The prompt for day 18 of National Health Blog Post Month is to share some advice for someone who is caring for someone with either ulcerative colitis or crohns disease. Having watched my parents be by my side 24/7 for the past 12 years, I do have some words of wisdom to the other caretakers out there. Caretakers are often the forgotten victims in this whole medical world where the focus is understandably on the patient. I hope I never know what it is like to care for someone with a chronic illness and especially one as potentially devastating as ulcerative colitis and chrons disease.
Anytime you are dealing with someone who is chronically ill, I think it is important to remember that guilt usually comes with the territory; so as best you can, try not to add to it. I know things will come out of your mouth when you are frustrated, upset, overwhelmed, etc but try to be mindful and not make the person you are caring for feel badly about their disease and the toll it is taking on you. As with any illness, every patient is different but with Inflammatory Bowel Disease, there are many individuals who simply can’t speak about the details of their illness. Thus, leaving them to feel very isolated especially when their disease is not under control. As a caregiver, just being there can often mean the world to someone. I can’t tell you how many times I have felt so alone because I couldn’t talk about the gory details that my body was going through with anyone outside of my family. It was such an awful feeling but knowing that my parents were always there meant the world to me. I remember there were so many times when I would lie in my dad’s arms and just knowing he was there was enough to get me through the night.
Another piece of advice I would give to any type of caregiver is to make sure you take care of yourself. Remember, you aren’t good to anyone else if you don’t take care of YOU. Find something that gets you out of yourself and your head a little bit each day if possible. Whether it is exercising, reading, going shopping, going to the dog park, meeting a friend for a quick coffee….just something to take your mind off of the situation you are in. Try to get at least one distraction in per day and focus as best you can on each individual day as it comes. If you start projecting out months in advance, things will seem way more insurmountable than they actually are. It helps to break things up and ask what needs to be done for today instead of allowing your mind to wander about all of the potential things that you may need to deal with.

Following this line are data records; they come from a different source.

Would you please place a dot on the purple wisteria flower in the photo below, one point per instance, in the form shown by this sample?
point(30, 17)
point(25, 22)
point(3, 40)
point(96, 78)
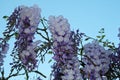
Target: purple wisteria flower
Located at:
point(67, 65)
point(96, 61)
point(28, 19)
point(3, 50)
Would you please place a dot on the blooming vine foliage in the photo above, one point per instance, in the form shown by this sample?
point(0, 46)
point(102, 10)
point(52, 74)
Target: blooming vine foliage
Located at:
point(73, 61)
point(3, 50)
point(96, 61)
point(29, 18)
point(67, 64)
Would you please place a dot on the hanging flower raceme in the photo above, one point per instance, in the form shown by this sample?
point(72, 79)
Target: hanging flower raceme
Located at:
point(67, 65)
point(3, 50)
point(27, 21)
point(96, 61)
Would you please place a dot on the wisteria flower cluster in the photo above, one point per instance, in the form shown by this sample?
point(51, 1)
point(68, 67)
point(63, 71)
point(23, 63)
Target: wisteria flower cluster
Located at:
point(28, 19)
point(3, 50)
point(72, 59)
point(96, 61)
point(67, 64)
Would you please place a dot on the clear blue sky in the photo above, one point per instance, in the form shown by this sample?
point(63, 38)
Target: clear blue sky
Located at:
point(89, 16)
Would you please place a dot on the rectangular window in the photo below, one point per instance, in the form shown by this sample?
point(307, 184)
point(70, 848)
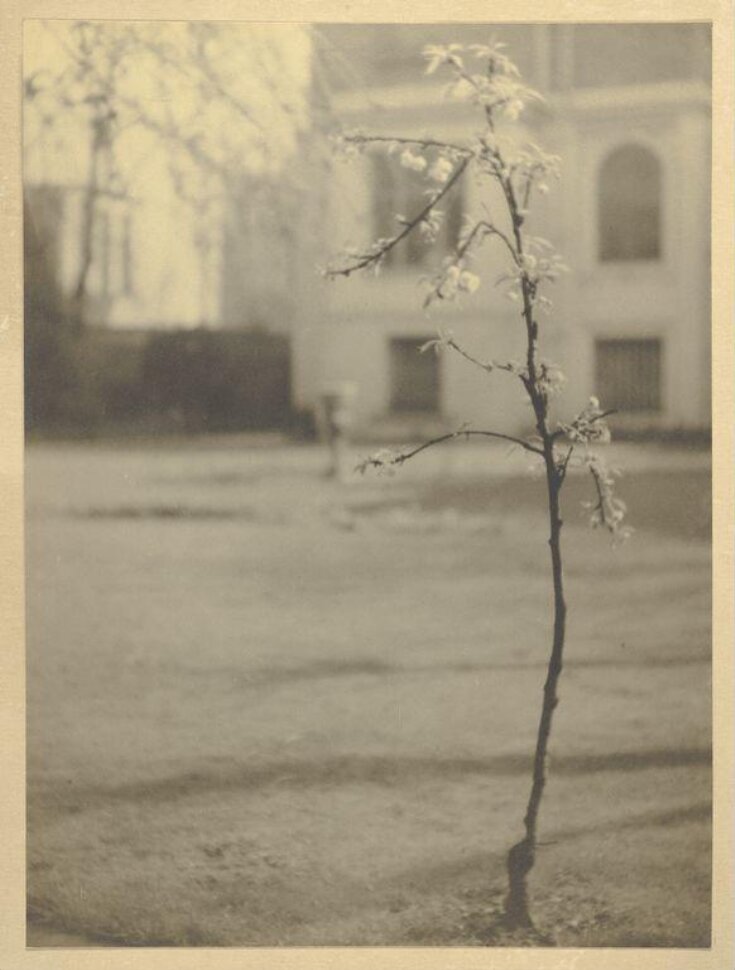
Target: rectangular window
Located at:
point(414, 377)
point(628, 374)
point(400, 193)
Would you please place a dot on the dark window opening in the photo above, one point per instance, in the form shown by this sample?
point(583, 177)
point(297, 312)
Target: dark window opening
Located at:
point(414, 376)
point(399, 193)
point(630, 205)
point(628, 374)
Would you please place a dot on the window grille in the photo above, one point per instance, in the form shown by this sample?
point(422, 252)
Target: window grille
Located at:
point(628, 374)
point(629, 206)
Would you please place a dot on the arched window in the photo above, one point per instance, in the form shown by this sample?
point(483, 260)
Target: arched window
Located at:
point(629, 205)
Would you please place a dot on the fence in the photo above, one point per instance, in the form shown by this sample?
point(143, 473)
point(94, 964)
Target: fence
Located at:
point(174, 380)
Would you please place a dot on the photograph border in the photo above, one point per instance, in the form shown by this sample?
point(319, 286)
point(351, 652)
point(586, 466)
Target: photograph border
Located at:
point(13, 952)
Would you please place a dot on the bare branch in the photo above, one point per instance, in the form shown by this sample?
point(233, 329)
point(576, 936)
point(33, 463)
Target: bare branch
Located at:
point(389, 459)
point(377, 254)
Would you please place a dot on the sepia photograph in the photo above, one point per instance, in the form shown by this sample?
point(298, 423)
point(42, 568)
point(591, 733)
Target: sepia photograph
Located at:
point(368, 484)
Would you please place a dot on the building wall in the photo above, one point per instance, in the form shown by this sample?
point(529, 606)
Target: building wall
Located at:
point(665, 298)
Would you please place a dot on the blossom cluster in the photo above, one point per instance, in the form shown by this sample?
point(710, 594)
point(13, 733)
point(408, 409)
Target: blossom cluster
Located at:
point(451, 280)
point(589, 426)
point(499, 90)
point(608, 511)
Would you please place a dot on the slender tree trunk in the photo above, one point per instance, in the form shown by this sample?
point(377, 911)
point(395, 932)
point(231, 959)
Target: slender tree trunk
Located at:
point(522, 855)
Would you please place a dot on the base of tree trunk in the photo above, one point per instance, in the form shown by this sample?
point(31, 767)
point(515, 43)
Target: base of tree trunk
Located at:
point(519, 864)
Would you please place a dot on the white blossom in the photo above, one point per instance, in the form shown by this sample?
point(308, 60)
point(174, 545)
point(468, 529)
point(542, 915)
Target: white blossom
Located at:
point(412, 161)
point(441, 169)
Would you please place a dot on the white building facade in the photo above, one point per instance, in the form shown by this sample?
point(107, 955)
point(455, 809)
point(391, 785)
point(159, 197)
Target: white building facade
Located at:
point(628, 110)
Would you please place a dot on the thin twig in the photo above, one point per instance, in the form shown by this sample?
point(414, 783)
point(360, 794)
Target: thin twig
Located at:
point(401, 457)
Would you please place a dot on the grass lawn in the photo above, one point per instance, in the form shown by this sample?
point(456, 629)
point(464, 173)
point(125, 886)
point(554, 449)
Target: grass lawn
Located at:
point(269, 709)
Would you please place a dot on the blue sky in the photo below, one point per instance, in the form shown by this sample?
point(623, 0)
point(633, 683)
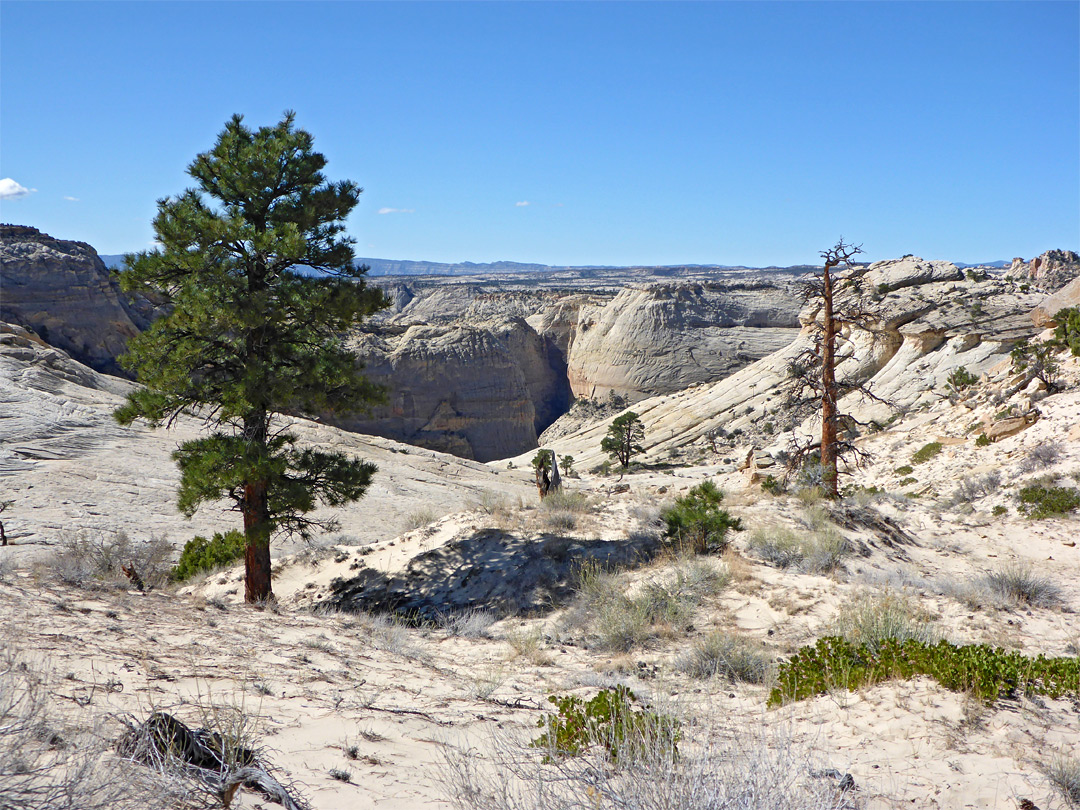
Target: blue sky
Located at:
point(637, 133)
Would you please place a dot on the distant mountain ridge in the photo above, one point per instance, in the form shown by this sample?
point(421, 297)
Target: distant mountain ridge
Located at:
point(414, 267)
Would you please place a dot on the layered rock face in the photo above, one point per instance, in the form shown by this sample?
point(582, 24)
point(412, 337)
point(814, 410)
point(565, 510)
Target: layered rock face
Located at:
point(481, 392)
point(63, 292)
point(662, 338)
point(1049, 271)
point(930, 321)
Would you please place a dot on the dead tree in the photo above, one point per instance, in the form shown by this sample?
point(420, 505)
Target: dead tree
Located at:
point(547, 472)
point(3, 537)
point(812, 380)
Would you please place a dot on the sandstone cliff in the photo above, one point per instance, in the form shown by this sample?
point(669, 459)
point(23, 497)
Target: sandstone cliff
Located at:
point(1049, 271)
point(62, 291)
point(484, 391)
point(932, 321)
point(662, 338)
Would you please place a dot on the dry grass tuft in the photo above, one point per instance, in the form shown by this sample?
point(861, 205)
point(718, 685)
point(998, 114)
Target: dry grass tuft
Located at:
point(872, 619)
point(723, 655)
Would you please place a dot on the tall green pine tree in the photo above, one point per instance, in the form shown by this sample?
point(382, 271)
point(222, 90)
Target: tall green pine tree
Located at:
point(247, 337)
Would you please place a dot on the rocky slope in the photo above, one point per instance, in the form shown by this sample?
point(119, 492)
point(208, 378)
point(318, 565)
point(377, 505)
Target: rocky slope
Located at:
point(932, 320)
point(478, 391)
point(63, 291)
point(660, 338)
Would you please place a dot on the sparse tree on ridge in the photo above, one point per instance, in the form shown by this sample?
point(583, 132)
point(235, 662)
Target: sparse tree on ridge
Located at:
point(813, 385)
point(246, 338)
point(624, 439)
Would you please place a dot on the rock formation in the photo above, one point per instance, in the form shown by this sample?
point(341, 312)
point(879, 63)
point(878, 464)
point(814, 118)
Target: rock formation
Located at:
point(63, 292)
point(931, 323)
point(1049, 271)
point(482, 392)
point(662, 338)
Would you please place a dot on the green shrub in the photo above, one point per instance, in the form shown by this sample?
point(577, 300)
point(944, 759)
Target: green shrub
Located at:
point(608, 719)
point(961, 378)
point(1067, 331)
point(985, 672)
point(1045, 501)
point(926, 453)
point(696, 522)
point(201, 554)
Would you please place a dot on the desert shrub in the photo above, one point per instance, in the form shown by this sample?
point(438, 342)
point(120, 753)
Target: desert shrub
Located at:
point(960, 379)
point(697, 523)
point(727, 656)
point(200, 554)
point(1064, 774)
point(1038, 501)
point(973, 487)
point(926, 453)
point(1067, 331)
point(1018, 584)
point(811, 551)
point(873, 619)
point(608, 719)
point(89, 559)
point(621, 621)
point(1040, 457)
point(468, 623)
point(48, 765)
point(984, 672)
point(739, 768)
point(1037, 362)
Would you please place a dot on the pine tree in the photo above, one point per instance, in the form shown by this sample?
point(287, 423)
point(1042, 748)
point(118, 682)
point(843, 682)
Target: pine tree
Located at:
point(248, 338)
point(624, 439)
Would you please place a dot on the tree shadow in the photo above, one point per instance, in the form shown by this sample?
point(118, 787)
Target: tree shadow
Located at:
point(488, 570)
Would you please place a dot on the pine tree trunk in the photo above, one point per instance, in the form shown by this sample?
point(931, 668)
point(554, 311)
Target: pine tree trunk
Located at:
point(828, 405)
point(257, 517)
point(257, 555)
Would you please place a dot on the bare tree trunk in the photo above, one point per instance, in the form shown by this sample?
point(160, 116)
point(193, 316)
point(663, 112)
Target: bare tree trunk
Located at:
point(828, 405)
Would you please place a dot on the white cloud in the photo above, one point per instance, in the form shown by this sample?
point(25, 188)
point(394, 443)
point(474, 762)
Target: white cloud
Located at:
point(12, 190)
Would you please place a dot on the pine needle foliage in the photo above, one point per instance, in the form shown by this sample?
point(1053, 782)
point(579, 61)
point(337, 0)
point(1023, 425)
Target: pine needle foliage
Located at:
point(624, 439)
point(247, 337)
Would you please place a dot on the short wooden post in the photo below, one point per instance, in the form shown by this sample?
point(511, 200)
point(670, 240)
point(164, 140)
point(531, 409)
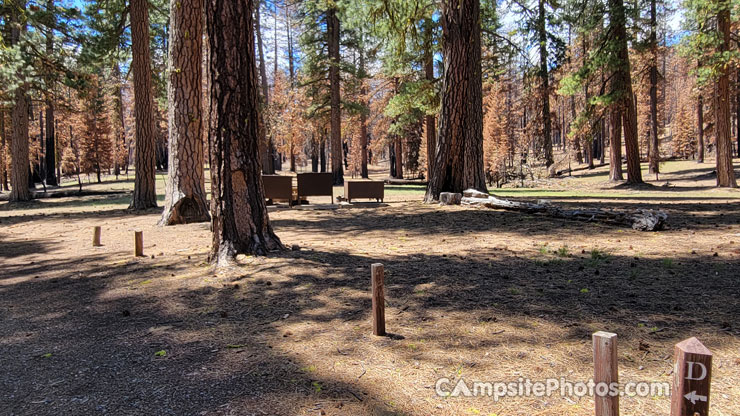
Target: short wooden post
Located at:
point(378, 277)
point(692, 373)
point(96, 236)
point(606, 372)
point(138, 243)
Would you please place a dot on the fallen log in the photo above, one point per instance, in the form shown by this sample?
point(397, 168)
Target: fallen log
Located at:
point(640, 219)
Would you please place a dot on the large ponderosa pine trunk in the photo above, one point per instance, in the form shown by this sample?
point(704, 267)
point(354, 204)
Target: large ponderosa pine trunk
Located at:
point(363, 119)
point(185, 196)
point(615, 145)
point(545, 77)
point(19, 169)
point(145, 195)
point(239, 219)
point(700, 129)
point(622, 90)
point(3, 152)
point(725, 170)
point(268, 149)
point(50, 155)
point(654, 156)
point(458, 161)
point(332, 23)
point(429, 76)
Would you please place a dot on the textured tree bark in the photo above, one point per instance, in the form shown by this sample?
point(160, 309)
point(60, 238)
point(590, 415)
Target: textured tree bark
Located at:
point(615, 145)
point(50, 156)
point(363, 120)
point(654, 152)
point(431, 126)
point(239, 219)
point(268, 146)
point(398, 149)
point(3, 151)
point(700, 129)
point(725, 170)
point(119, 128)
point(19, 169)
point(185, 196)
point(544, 75)
point(737, 110)
point(622, 87)
point(337, 169)
point(458, 161)
point(145, 195)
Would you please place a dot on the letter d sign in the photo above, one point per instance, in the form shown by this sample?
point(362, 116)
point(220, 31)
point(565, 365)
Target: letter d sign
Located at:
point(690, 365)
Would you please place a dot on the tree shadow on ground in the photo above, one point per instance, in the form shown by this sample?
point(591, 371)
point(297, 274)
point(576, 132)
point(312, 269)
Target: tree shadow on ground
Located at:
point(228, 349)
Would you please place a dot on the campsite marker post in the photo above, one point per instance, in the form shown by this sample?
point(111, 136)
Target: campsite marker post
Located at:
point(377, 278)
point(692, 374)
point(606, 372)
point(96, 236)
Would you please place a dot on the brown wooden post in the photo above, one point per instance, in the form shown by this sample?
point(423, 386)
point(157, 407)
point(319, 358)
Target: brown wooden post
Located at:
point(378, 277)
point(605, 371)
point(96, 236)
point(138, 243)
point(692, 373)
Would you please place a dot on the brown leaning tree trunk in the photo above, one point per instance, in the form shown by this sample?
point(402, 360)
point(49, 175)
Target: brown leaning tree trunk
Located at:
point(145, 195)
point(725, 170)
point(429, 76)
point(545, 76)
point(337, 168)
point(654, 150)
point(363, 117)
point(458, 163)
point(622, 88)
point(700, 129)
point(615, 145)
point(19, 161)
point(268, 149)
point(239, 219)
point(185, 196)
point(3, 151)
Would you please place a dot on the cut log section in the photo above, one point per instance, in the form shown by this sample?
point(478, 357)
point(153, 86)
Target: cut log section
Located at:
point(640, 219)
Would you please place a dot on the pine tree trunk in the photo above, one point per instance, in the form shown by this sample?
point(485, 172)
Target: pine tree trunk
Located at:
point(50, 156)
point(654, 153)
point(19, 169)
point(363, 138)
point(398, 150)
point(458, 161)
point(145, 195)
point(544, 76)
point(615, 145)
point(737, 111)
point(725, 170)
point(185, 196)
point(322, 153)
point(429, 76)
point(622, 89)
point(363, 118)
point(268, 150)
point(336, 111)
point(700, 129)
point(3, 151)
point(240, 223)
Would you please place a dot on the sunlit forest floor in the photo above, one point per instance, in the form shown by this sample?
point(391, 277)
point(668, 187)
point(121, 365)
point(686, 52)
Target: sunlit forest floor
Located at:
point(480, 294)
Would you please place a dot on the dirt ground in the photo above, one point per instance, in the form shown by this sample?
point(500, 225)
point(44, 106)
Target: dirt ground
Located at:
point(477, 294)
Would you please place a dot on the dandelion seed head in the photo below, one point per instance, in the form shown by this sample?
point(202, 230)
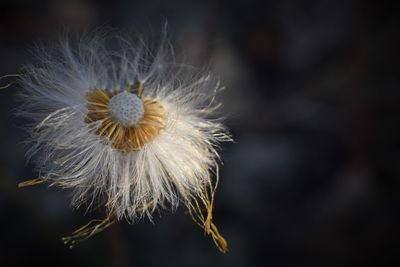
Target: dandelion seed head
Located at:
point(126, 108)
point(129, 151)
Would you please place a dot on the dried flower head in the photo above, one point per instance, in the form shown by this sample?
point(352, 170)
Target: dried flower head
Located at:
point(130, 131)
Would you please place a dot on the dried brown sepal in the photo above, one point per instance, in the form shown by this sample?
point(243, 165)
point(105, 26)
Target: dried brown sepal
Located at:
point(125, 138)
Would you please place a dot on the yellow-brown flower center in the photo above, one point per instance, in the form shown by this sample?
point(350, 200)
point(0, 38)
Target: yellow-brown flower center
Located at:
point(124, 136)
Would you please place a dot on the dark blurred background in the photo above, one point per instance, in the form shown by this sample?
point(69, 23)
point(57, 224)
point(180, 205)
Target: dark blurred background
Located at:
point(313, 103)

Inflammatory Bowel Disease (ulcerative colitis and chrons disease) are really difficult disease for both the patient and the caregiver. The unpredictability affects an entire family, not just the patient. My illness impacted the lives of my parents and brother to an extremely large degree. They became afraid to make plans and commit to anything because I always developed flare ups or would have some type of issue at the drop of a hat. Being a caregiver to someone with IBD is enormously stressful. I have watched my parents go through it for far too long and I honestly don’t know how they are still so incredibly strong. I think the main reason is because we all stuck together throughout everything. We dealt with it all as a family. When my mom was weak, my dad picked up the slack. When my dad needed a break, my mom took over. We all stuck together like glue and that is how we have made it out alive. Be open with the people that love you. Talk about how you are handling the situation. Speak up if you need a break. Talk it out with a therapist if you feel you need to. It is very important as a caregiver to have an outlet for your emotions.
I want to thank all of the amazing caregivers out there. Luckily, I do not know what you all have to deal with firsthand but I can only imagine and I commend all of you for being there for your loved ones who suffer from any type of disease.